Kala Nayoung masih sibuk mencerna tuturan itu, Hyejin justru kembali menambahkan, "Melihat reaksimu, sepertinya kau juga baru tahu jika Daejoon sempat terlibat dalam kecelakaan yang menjadi sorotan banyak orang dua tahun lalu. Siapa orang yang pertama kali kau lihat begitu tiba di rumah sakit?"
Tepat setelah Hyejin menyelesaikan penjelasan panjangnya, derit pintu dari belakang terdengar. Lelaki yang menjadi pokok perbincangan mereka melangkah seraya masih mengukir senyum sebab bahagia usai bertegur sapa dengan Yoomin.
"Sudah selesai. Ah, jam berapa ini?" Daejoon melirik jarum yang terus bergerak di arlojinya. "Jam makan siang sudah berakhir sepuluh menit lalu. Akan jadi masalah besar jika aku dan Kak Hyejin tidak kembali dalam waktu dekat. Nayoung, terima ka-"
Satu langkah kaki Daejoon gerakkan ke depan hingga sejajar dengan kedua perempuan yang sudah menunggu. Bicaranya terusik begitu melihat Nayoung tidak menanggapi, menoleh sedikit pun tidak dan hanya memandang lurus dengan tatapan yang sulit Daejoon artikan.
"Ada a-pa?"
Barulah ketika Daejoon berbicara untuk kedua kali, Nayoung menoleh. "Kau ada di mana saat kecelakaan Jihyun terjadi?"
Terlihat dari air mukanya, Daejoon tidak menduga pertanyaan yang dilontarkan oleh Nayoung. Jantungnya sudah berdetak lebih cepat, tapi lelaki itu tidak ingin menunjukkan gelagat mencurigakan sama sekali. "Di rumah. Tidak lama, aku langsung pergi ke rumah sakit setelah mendapat telepon. Kenapa kau tiba-tiba membahas kejadian ini?"
"Bohong."
Satu kata yang terlontar pelan dari bibir Nayoung menjadi akhir dari obrolan yang bahkan baru dimulai. Perempuan itu segera melepas ikatan apron dari tubuh dan meletakkan benda itu di atas meja yang dekat dengan pintu masuk. Gerakan tangannya amat tergesa, pun dengan kaki yang langsung melangkah jauh tanpa mengungkapkan apa-apa.
Daejoon yang tidak memahami kondisi yang tengah terjadi hanya terus meneriaki nama Nayoung, seiring dengan punggung perempuan itu yang semakin hilang dari area pandangnya. Lelaki itu melirik pada Hyejin, menangkap sorot matanya yang terlalu tenang dalam suasana seperti sekarang. Lantas, menyudahi dugaan yang tidak kunjung menemukan akhir, Daejoon pun menyusul kepergian Nayoung dan meninggalkan rekan kerja sekaligus sahabatnya itu.
Mengamati tingkah dua insan yang kian menjauh, Hyejin menyilangkan kedua tangan. Satu helaan napas ia buang seraya berkata, "Sepertinya aku harus pergi sendiri dari sini."
Namun, belum sampai menggerakkan tungkai, gerakan Hyejin lebih dulu dihentikan oleh seseorang yang tiba-tiba mendekat. "Kelihatannya kau memang sudah berencana untuk membuat hubungan mereka kacau. Apa dugaanku benar?"

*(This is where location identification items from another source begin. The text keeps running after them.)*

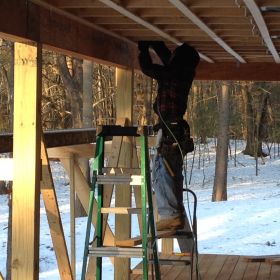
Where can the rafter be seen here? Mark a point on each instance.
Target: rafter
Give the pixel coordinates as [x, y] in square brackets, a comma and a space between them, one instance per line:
[148, 25]
[256, 13]
[189, 14]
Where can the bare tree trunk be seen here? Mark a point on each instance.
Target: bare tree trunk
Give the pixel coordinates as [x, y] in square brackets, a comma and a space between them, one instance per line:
[256, 119]
[72, 78]
[220, 181]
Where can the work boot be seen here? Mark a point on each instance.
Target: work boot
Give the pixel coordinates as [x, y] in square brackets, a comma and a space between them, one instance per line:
[173, 223]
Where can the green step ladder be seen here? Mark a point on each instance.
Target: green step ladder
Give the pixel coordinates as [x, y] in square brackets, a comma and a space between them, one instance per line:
[148, 251]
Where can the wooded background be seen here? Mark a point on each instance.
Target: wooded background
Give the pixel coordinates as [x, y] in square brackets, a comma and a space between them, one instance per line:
[79, 93]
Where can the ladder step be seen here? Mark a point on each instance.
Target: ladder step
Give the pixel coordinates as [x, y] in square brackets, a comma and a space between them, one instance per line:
[121, 170]
[174, 262]
[134, 180]
[138, 239]
[116, 252]
[121, 210]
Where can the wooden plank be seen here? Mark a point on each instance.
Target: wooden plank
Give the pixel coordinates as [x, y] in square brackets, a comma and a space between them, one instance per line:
[264, 271]
[54, 219]
[275, 272]
[260, 22]
[239, 269]
[124, 101]
[54, 138]
[175, 271]
[72, 216]
[227, 268]
[251, 271]
[197, 21]
[6, 169]
[264, 71]
[27, 165]
[216, 267]
[48, 25]
[205, 263]
[79, 151]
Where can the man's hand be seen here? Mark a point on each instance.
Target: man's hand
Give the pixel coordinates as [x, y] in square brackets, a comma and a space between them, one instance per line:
[143, 45]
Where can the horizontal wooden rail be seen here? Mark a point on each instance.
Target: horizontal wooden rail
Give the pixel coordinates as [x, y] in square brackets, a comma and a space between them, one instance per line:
[54, 138]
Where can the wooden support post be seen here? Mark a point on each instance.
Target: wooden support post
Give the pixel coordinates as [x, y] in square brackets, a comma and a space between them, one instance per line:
[53, 215]
[72, 215]
[27, 165]
[124, 108]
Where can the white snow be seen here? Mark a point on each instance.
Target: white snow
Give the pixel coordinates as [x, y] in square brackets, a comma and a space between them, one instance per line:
[247, 224]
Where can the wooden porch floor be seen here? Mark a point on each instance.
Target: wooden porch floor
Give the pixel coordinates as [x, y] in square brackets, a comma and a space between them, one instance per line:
[219, 267]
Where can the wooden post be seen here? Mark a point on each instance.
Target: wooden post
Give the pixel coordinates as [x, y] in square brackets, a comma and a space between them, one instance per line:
[54, 219]
[72, 216]
[124, 108]
[27, 165]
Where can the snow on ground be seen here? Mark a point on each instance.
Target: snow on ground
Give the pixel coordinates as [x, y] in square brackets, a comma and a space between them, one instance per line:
[247, 224]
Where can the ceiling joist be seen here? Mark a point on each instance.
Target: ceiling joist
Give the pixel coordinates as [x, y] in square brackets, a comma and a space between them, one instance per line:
[146, 24]
[189, 14]
[259, 20]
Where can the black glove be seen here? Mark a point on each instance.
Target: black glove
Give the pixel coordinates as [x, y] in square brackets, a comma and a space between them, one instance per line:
[143, 45]
[157, 44]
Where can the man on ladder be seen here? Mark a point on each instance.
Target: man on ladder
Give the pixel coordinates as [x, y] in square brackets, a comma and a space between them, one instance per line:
[174, 77]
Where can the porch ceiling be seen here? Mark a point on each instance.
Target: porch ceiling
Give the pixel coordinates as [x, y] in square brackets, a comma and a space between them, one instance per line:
[221, 30]
[236, 39]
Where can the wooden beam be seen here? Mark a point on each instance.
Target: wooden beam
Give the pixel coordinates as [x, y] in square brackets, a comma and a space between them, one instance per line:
[54, 219]
[27, 164]
[148, 25]
[6, 169]
[234, 71]
[54, 138]
[197, 21]
[72, 215]
[124, 105]
[258, 18]
[48, 25]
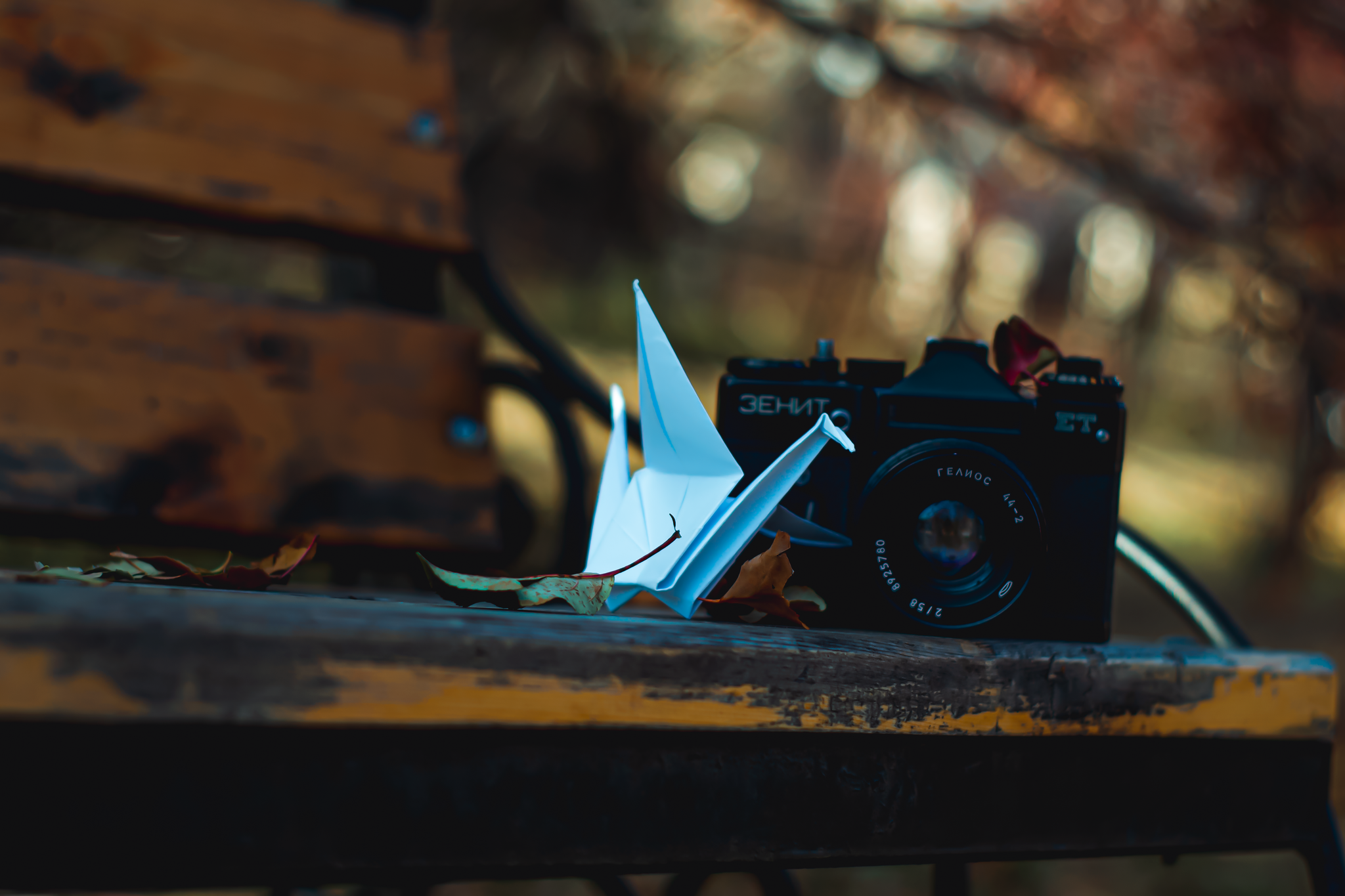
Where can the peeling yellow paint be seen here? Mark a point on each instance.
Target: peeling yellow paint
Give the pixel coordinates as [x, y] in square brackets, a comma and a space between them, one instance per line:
[1248, 702]
[30, 684]
[377, 694]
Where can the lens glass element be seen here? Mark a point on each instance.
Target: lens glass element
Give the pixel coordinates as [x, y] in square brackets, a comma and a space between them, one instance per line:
[950, 535]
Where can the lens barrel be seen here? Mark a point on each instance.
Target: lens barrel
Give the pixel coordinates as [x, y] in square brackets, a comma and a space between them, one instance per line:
[948, 532]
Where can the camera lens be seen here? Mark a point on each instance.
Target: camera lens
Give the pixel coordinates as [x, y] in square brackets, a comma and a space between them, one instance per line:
[948, 535]
[948, 532]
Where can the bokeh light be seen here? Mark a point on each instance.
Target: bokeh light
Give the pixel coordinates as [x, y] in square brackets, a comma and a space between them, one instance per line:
[715, 174]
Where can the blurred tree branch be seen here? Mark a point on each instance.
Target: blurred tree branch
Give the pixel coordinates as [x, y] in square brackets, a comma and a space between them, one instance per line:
[1161, 198]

Hyejin kontan membalikkan tubuh dan mengamati siapa sosok yang tengah berbicara dengannya. Minyoung sedikit memajukan badan guna mengintai keberadaan Nayoung dan Daejoon, tapi nyatanya mereka sudah pergi jauh. Ia memangku wajah dengan salah satu tangan, kemudian memiringkan kepala dan mengukir senyum. "Aku melihat semuanya. Bagaimana? Mau kubantu?"
Perempuan yang diajak bicara itu masih membungkam mulut. Matanya memperhatikan Minyoung dari atas hingga bawah, kemudian Hyejin menggeleng dan menebar gelak. "Apa kau pantas mengatakan itu pada orang yang baru kau kenal dua jam lalu?"
"Katakan saja. Aku bisa membantumu, tapi kau juga harus melakukan hal serupa untukku. Ada jalan tengah yang sama menguntungkannya untuk kita," tambah Minyoung sembari mengulurkan tangan.
Kedua alis Hyejin bertaut. Ia bergantian melihat uluran tangan dan wajah perempuan muda di hadapannya. "Siapa kau ini?"